Mixed-precision contract: when the input arrives as float16 (the upstream layers ran under mixed_float16), the layer must:

Compute moments in float32 (so the variance reduction does not overflow / lose precision).
Update the moving_stats weight in float32 (the running stats stay precise across many batches).
Return an output tensor in the input’s dtype (float16) so downstream ops see the expected dtype.

Production-ready mixed-precision support hinges on this contract — without it the variance reduction silently collapses to 0 under mixed_float16 and downstream normalisation produces NaN or wildly miscalibrated outputs.

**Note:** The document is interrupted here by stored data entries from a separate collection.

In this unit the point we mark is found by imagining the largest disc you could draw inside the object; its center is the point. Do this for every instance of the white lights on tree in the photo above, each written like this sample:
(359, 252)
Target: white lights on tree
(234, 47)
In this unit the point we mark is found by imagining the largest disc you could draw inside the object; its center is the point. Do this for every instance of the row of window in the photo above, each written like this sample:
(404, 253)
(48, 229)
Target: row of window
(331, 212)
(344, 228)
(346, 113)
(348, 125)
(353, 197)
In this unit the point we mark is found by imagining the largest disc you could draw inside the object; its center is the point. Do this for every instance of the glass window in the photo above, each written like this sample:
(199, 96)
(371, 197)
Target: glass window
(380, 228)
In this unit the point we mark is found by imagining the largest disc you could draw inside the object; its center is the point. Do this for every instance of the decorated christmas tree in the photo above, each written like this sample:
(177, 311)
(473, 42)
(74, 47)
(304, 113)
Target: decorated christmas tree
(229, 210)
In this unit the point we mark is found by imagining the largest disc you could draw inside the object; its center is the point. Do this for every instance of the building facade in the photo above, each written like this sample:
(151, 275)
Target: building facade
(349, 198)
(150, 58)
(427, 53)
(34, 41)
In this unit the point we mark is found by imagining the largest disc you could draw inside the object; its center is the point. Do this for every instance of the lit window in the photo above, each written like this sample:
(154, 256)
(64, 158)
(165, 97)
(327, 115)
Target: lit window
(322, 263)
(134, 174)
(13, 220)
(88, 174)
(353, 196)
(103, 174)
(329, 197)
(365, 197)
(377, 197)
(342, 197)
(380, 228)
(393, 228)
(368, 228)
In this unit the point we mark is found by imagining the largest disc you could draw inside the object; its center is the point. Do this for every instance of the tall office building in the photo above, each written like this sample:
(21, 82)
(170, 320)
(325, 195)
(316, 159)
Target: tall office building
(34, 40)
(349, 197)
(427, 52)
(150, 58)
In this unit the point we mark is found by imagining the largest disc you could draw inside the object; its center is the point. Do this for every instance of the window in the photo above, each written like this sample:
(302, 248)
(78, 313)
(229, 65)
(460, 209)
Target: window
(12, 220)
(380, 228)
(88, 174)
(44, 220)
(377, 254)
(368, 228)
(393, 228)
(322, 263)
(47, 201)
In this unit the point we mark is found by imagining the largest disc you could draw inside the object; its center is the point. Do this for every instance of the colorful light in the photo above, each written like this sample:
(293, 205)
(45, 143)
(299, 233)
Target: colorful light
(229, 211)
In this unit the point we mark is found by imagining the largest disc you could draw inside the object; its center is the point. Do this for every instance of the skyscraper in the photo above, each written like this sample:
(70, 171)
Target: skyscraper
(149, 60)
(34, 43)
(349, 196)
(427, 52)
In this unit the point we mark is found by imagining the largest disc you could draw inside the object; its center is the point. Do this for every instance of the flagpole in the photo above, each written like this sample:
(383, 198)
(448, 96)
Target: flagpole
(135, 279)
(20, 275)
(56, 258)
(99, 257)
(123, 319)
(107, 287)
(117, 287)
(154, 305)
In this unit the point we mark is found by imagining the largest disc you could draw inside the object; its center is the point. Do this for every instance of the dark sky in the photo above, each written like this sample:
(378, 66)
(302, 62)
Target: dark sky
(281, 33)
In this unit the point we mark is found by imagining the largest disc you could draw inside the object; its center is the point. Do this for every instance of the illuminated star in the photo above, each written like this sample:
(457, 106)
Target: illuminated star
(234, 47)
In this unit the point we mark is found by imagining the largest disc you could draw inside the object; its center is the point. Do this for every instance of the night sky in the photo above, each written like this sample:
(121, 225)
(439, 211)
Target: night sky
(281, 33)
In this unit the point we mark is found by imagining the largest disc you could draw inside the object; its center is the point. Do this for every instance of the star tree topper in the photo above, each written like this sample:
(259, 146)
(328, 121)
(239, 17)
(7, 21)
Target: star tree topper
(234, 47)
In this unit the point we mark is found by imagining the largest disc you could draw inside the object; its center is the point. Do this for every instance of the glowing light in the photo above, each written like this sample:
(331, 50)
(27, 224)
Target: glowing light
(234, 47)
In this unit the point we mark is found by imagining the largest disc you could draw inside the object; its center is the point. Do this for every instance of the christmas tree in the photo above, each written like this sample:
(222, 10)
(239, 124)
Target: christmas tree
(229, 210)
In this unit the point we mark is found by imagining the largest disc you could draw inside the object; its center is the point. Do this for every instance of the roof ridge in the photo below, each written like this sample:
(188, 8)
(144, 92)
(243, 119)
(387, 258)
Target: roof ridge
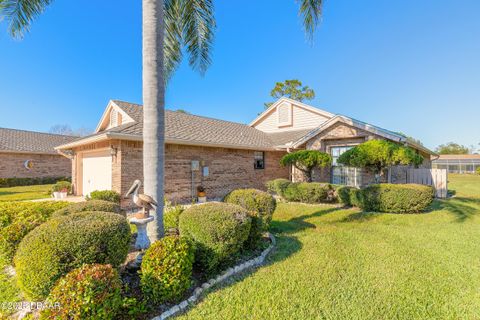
(40, 132)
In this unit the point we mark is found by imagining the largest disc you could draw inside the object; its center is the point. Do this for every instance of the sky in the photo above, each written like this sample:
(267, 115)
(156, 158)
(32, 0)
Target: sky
(410, 66)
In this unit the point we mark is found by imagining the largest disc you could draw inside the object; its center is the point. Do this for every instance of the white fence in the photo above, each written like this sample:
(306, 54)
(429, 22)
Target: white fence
(431, 177)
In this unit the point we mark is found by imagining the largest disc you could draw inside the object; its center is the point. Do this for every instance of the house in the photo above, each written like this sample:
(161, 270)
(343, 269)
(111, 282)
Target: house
(219, 155)
(457, 163)
(28, 154)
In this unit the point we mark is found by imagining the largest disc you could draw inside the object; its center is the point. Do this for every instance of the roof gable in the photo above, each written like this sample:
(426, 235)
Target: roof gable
(287, 114)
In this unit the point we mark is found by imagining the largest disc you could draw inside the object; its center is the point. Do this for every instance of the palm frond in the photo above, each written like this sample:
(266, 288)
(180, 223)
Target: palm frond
(173, 37)
(311, 11)
(19, 14)
(198, 32)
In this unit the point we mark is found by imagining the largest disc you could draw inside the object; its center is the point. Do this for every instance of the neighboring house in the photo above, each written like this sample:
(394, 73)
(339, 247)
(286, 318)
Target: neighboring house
(28, 154)
(457, 163)
(219, 155)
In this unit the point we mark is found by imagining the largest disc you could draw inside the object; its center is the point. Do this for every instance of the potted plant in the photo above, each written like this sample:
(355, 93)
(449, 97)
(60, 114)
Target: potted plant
(202, 196)
(61, 189)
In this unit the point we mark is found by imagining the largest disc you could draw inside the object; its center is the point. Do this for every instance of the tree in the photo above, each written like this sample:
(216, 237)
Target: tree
(306, 161)
(452, 148)
(292, 89)
(377, 155)
(170, 27)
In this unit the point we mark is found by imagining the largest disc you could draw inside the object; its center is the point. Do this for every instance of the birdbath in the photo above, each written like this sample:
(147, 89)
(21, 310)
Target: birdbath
(142, 241)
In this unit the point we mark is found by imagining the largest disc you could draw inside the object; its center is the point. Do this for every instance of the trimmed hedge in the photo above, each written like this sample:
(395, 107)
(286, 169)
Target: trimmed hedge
(218, 231)
(65, 243)
(92, 205)
(106, 195)
(278, 186)
(310, 192)
(397, 198)
(167, 269)
(19, 218)
(89, 292)
(16, 182)
(260, 206)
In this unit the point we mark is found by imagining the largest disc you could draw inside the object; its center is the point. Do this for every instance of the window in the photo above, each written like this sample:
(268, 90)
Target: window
(259, 160)
(341, 174)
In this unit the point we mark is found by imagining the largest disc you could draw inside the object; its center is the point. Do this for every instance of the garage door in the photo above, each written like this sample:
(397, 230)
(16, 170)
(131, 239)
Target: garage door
(97, 172)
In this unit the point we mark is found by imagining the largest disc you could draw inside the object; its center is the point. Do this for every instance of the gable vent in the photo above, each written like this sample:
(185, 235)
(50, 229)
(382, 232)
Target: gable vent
(284, 113)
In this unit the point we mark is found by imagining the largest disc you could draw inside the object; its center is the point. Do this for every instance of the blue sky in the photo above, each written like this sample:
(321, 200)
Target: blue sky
(410, 66)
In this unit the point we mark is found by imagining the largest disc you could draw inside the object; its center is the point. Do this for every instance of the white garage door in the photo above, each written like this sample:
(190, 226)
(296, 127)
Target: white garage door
(97, 172)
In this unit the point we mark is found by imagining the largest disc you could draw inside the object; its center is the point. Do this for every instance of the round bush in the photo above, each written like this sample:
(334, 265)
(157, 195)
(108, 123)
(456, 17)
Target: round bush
(65, 243)
(167, 269)
(278, 186)
(107, 195)
(92, 205)
(260, 206)
(90, 292)
(218, 231)
(397, 198)
(310, 192)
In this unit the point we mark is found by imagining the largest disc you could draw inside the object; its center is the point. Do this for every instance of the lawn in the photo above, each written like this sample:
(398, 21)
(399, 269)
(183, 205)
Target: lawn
(25, 193)
(333, 263)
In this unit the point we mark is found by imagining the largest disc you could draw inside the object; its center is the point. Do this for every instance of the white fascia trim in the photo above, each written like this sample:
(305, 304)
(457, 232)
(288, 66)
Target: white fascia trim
(293, 102)
(111, 105)
(134, 137)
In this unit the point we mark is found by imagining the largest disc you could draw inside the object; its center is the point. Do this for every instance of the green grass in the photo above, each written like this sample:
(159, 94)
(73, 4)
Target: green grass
(333, 263)
(25, 193)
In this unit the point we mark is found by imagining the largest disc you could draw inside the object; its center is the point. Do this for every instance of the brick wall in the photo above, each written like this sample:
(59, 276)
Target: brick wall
(228, 169)
(44, 165)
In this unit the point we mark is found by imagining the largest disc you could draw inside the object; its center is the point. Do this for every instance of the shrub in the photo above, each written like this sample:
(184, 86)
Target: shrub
(278, 186)
(93, 205)
(171, 217)
(62, 186)
(167, 269)
(106, 195)
(89, 292)
(260, 206)
(19, 218)
(310, 192)
(65, 243)
(396, 198)
(14, 182)
(218, 231)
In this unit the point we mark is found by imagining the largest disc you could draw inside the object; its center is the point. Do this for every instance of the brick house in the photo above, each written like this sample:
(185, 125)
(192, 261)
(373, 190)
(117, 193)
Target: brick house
(218, 155)
(28, 154)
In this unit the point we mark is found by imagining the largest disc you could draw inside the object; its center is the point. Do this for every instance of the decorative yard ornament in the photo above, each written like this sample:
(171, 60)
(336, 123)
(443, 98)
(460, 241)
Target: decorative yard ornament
(142, 218)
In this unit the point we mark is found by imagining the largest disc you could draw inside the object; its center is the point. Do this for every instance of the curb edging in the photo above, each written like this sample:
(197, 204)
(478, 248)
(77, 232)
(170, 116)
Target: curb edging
(230, 272)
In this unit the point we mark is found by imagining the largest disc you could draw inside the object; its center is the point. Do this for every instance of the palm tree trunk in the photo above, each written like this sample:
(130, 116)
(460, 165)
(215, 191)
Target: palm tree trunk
(153, 110)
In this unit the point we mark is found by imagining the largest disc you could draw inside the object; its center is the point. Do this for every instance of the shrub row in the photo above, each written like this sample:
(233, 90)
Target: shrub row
(14, 182)
(67, 242)
(260, 206)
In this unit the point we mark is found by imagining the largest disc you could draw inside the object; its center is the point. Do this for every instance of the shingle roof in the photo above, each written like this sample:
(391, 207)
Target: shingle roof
(193, 128)
(14, 140)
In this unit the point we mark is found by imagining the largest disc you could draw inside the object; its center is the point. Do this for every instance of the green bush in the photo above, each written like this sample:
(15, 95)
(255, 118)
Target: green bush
(106, 195)
(15, 182)
(278, 186)
(19, 218)
(310, 192)
(64, 243)
(397, 198)
(260, 206)
(93, 205)
(171, 217)
(218, 231)
(167, 269)
(62, 186)
(93, 291)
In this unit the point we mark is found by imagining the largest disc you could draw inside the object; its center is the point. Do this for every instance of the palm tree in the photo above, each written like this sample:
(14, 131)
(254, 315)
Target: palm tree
(168, 27)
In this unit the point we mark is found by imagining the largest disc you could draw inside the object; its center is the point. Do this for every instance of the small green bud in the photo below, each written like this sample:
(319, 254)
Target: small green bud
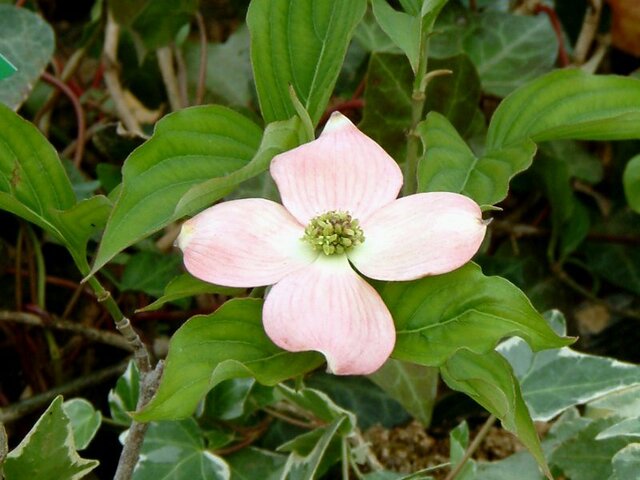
(334, 232)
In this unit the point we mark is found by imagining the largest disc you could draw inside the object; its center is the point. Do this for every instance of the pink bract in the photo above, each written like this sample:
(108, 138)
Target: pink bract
(319, 302)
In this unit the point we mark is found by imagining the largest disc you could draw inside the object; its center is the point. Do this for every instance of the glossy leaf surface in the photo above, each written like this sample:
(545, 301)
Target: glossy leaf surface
(188, 147)
(27, 41)
(48, 450)
(210, 348)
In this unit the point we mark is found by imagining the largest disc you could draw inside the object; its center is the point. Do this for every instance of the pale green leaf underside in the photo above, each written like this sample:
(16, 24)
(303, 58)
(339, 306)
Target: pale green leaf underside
(211, 348)
(509, 50)
(555, 380)
(436, 316)
(404, 29)
(176, 451)
(300, 43)
(27, 41)
(48, 450)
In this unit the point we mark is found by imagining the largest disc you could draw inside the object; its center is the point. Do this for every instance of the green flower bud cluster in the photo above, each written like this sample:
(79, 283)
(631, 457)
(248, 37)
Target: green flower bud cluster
(334, 232)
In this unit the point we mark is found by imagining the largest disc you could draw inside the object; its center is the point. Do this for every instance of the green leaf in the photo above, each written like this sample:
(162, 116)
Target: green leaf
(136, 276)
(309, 451)
(188, 458)
(208, 349)
(520, 465)
(436, 316)
(85, 421)
(404, 29)
(449, 165)
(555, 380)
(253, 463)
(124, 397)
(631, 181)
(629, 427)
(455, 96)
(568, 104)
(626, 462)
(229, 76)
(509, 50)
(32, 178)
(184, 286)
(48, 450)
(187, 148)
(302, 44)
(489, 380)
(28, 42)
(278, 137)
(361, 396)
(229, 399)
(413, 386)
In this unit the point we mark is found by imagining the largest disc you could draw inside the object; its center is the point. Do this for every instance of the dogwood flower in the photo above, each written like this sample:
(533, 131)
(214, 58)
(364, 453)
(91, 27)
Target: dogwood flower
(339, 212)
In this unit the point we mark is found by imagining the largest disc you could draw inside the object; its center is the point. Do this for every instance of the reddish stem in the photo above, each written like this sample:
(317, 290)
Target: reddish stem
(82, 128)
(563, 57)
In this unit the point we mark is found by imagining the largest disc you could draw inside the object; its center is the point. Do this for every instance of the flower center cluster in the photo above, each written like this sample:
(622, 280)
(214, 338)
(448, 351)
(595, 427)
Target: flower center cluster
(333, 232)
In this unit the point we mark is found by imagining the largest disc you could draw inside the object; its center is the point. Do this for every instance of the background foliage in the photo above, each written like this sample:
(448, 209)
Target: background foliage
(121, 120)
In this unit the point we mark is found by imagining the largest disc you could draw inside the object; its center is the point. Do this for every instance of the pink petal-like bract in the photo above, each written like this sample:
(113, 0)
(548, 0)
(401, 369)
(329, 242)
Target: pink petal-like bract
(342, 170)
(329, 308)
(419, 235)
(244, 243)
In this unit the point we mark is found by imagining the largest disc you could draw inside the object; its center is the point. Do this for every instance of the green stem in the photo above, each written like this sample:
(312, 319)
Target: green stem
(418, 99)
(345, 459)
(41, 272)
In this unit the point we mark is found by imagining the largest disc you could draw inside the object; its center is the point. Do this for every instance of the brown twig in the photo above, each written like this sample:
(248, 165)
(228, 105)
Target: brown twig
(25, 407)
(182, 76)
(137, 430)
(472, 447)
(252, 435)
(108, 338)
(18, 281)
(202, 71)
(53, 280)
(112, 78)
(293, 421)
(77, 107)
(565, 278)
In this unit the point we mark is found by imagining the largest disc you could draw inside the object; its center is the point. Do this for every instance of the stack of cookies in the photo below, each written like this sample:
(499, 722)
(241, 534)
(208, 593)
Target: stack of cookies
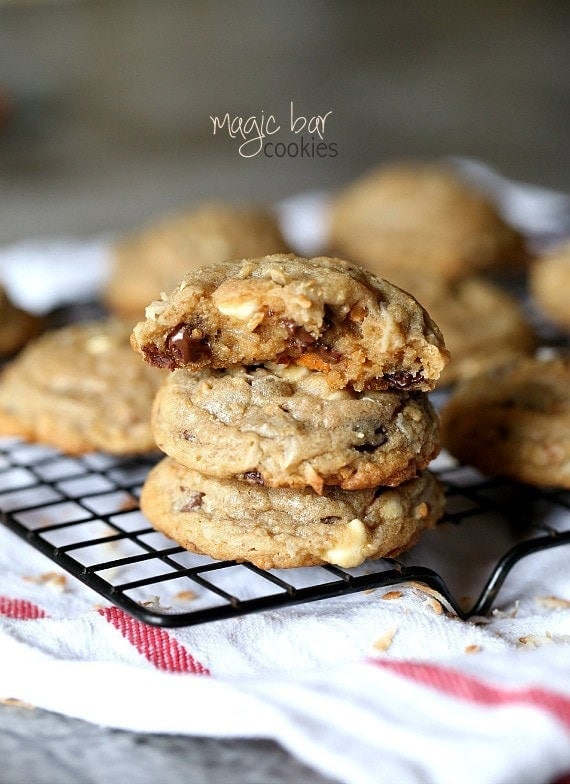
(295, 420)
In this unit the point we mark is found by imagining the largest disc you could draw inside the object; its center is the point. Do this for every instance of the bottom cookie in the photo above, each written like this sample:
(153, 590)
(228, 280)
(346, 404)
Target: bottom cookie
(278, 528)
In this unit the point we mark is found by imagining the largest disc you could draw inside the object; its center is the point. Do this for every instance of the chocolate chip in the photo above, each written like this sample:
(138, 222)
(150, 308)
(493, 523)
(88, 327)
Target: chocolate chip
(326, 353)
(194, 502)
(403, 379)
(186, 345)
(157, 358)
(299, 338)
(253, 477)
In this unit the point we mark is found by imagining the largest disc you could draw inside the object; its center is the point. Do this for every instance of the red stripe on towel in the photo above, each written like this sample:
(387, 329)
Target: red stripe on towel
(467, 687)
(154, 643)
(20, 609)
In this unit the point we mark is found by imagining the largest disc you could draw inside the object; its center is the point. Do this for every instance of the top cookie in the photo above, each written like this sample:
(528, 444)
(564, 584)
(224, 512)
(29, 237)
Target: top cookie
(423, 217)
(158, 256)
(321, 313)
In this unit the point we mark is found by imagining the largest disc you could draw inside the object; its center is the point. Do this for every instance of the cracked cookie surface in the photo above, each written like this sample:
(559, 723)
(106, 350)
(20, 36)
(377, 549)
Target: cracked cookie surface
(155, 258)
(284, 528)
(81, 388)
(284, 427)
(514, 422)
(322, 313)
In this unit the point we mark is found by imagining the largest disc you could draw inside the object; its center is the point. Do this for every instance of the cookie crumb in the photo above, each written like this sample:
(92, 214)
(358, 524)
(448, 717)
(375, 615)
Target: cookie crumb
(14, 703)
(186, 596)
(435, 605)
(553, 602)
(153, 603)
(385, 641)
(509, 614)
(54, 580)
(535, 640)
(392, 595)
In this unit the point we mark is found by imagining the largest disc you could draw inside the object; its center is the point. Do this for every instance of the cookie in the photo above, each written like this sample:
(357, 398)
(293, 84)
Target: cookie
(279, 528)
(284, 427)
(156, 258)
(514, 422)
(483, 325)
(16, 326)
(549, 281)
(80, 388)
(324, 314)
(421, 216)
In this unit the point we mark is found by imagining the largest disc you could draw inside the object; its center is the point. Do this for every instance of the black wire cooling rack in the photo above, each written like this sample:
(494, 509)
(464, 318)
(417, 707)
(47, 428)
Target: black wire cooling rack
(83, 513)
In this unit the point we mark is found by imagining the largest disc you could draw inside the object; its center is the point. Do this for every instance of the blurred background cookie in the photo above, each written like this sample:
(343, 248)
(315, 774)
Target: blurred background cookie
(549, 281)
(155, 258)
(16, 325)
(514, 422)
(482, 325)
(422, 217)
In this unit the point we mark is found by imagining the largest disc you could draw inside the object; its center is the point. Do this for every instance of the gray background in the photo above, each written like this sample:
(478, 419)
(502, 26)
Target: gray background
(112, 99)
(110, 126)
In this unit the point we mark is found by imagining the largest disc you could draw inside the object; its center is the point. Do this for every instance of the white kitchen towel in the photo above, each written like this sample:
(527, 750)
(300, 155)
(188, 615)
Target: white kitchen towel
(379, 686)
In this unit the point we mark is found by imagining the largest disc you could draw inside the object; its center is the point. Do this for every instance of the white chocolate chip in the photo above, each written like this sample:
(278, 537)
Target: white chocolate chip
(354, 547)
(242, 310)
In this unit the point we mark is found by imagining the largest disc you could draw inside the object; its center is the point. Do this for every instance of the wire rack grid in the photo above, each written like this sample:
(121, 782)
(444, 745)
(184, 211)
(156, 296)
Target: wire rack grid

subtest_bf16_input_mixed_precision()

bfloat16 mixed-precision coverage.

bf16 has fp32’s exponent range (no overflow risk) but only a 7-bit mantissa — so the precision failure mode in (x - mean)**2 is the binding concern. Mirror the fp16 subtest’s contract:

Moments computed in fp32.
moving_stats stays fp32 with finite values.
Output dtype matches the input (bf16).

Gated by a try/except around the policy/dtype construction so the subtest auto-skips on hardware where bf16 is unavailable in the local TF build.